Longitudinal and transverse sections are essential analytical tools for studying anatomy. They provide a simple framework for organizing the locations of different body parts, tissues, and anatomical features in relation to one another.
Both sections are used in medical imaging to provide various views of an organ or body part; their applications include:
- Diagnostic ultrasound (sonography)
- Magnetic resonance imaging (MRI)
- Computed tomography (CT)
- Positron emission tomography (PET)
The two terms are commonly heard in the context of biology; students learning about botany, anatomy—or later on—histology will frequently encounter longitudinal and transverse sections.
What are the anatomical planes?
Four planes are employed in the study of anatomy: the coronal, sagittal, and transverse (axial) are all discussed in this article and are the three basic planes.
The fourth, the median plane, is a special subset of the sagittal plane which cuts at the line of symmetry along the longitudinal axis. This line is named because the halves produced would be roughly symmetrical to each other.

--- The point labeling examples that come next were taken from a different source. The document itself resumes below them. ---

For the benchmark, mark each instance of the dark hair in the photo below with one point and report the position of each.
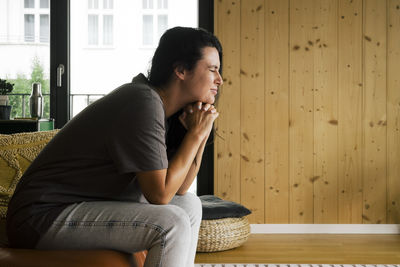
(179, 46)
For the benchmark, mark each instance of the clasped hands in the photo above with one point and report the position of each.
(199, 117)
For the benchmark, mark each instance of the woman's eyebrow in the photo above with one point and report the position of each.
(214, 66)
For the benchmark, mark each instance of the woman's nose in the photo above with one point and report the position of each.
(219, 79)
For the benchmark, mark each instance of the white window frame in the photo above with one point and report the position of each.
(36, 12)
(155, 12)
(100, 12)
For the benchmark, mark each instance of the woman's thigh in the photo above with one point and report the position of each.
(123, 226)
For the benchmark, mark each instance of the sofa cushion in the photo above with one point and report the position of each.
(17, 151)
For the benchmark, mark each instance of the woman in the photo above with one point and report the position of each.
(116, 176)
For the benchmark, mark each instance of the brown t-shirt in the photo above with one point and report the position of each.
(93, 158)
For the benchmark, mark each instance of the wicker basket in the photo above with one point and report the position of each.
(222, 234)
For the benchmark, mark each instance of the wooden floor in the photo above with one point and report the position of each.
(311, 248)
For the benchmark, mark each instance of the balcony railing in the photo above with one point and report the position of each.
(77, 103)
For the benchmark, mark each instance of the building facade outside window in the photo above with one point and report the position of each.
(154, 21)
(100, 23)
(36, 21)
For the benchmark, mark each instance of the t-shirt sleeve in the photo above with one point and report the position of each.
(137, 138)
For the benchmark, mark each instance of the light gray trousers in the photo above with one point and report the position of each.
(168, 232)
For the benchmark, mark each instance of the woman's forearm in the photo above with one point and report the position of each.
(181, 163)
(194, 169)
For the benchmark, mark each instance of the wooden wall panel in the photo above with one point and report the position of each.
(309, 130)
(227, 138)
(374, 158)
(350, 111)
(276, 111)
(323, 46)
(393, 112)
(301, 129)
(252, 108)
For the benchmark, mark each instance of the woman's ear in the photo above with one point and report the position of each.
(180, 72)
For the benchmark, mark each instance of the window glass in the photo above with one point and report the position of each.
(147, 29)
(44, 28)
(25, 48)
(162, 24)
(29, 4)
(29, 28)
(44, 3)
(107, 29)
(108, 4)
(93, 29)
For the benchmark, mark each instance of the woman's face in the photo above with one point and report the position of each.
(203, 81)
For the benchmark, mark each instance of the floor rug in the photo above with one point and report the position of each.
(292, 265)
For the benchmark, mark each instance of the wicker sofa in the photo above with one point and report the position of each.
(17, 151)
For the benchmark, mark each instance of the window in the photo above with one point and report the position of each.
(44, 28)
(29, 4)
(155, 21)
(100, 23)
(36, 21)
(29, 27)
(147, 29)
(93, 4)
(44, 3)
(107, 29)
(108, 4)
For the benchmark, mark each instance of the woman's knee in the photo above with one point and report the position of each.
(191, 204)
(177, 220)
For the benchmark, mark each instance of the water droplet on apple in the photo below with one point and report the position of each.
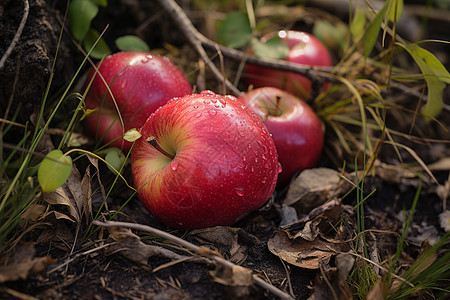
(207, 92)
(239, 191)
(146, 59)
(174, 165)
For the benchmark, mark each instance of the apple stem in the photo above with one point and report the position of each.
(154, 143)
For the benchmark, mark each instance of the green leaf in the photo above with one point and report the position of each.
(131, 43)
(358, 23)
(395, 10)
(101, 49)
(235, 31)
(333, 36)
(435, 76)
(372, 32)
(132, 135)
(80, 15)
(273, 48)
(115, 158)
(54, 170)
(103, 3)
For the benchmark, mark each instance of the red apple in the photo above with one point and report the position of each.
(295, 128)
(140, 82)
(304, 49)
(203, 160)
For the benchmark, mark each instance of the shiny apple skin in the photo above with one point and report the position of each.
(225, 164)
(140, 82)
(305, 49)
(297, 132)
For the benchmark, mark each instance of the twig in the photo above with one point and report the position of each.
(200, 250)
(26, 9)
(199, 40)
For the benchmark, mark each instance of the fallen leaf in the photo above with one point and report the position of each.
(59, 197)
(130, 246)
(299, 252)
(318, 219)
(313, 187)
(234, 276)
(21, 264)
(226, 240)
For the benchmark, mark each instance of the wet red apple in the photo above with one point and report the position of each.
(295, 128)
(203, 160)
(140, 82)
(305, 49)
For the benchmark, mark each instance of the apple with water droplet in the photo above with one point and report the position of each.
(140, 83)
(296, 129)
(305, 49)
(203, 160)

Another name for the median plane is the cardinal sagittal plane.
A fifth type, the oblique plane, describes a cut dividing a specimen at any other angle, combining a transverse and longitudinal section.
What are examples of a longitudinal section?
The simplest example of a longitudinal section can be seen in making a banana split, where the banana is cut in half lengthwise so that ice cream scoops can be placed between the two slices.
The human brain can be divided into its left and right hemisphere; an imaginary plane precisely between the hemispheres creates sagittal sections.
What are examples of a transverse section?
People commonly create transverse sections in their daily lives.
A transverse section is made in cutting slices of cucumber or sausage for a sandwich, or in snipping the top of an instant coffee stick. Slices of tomato, orange, lime, or pomegranate are typically transverse cuts.
A longitudinal section is different from a transverse section because it divides an object along its longitudinal axis, thereby creating left-right (sagittal) or anterior-posterior (coronal) pairs.
To contrast, a transverse section cuts the same specimen across its longitudinal axis, producing top and bottom (superior and inferior) pairs. For this reason, they are also known as transaxial sections.
Both provide different views to better study a specimen and its internal features, especially in histology and medical imaging.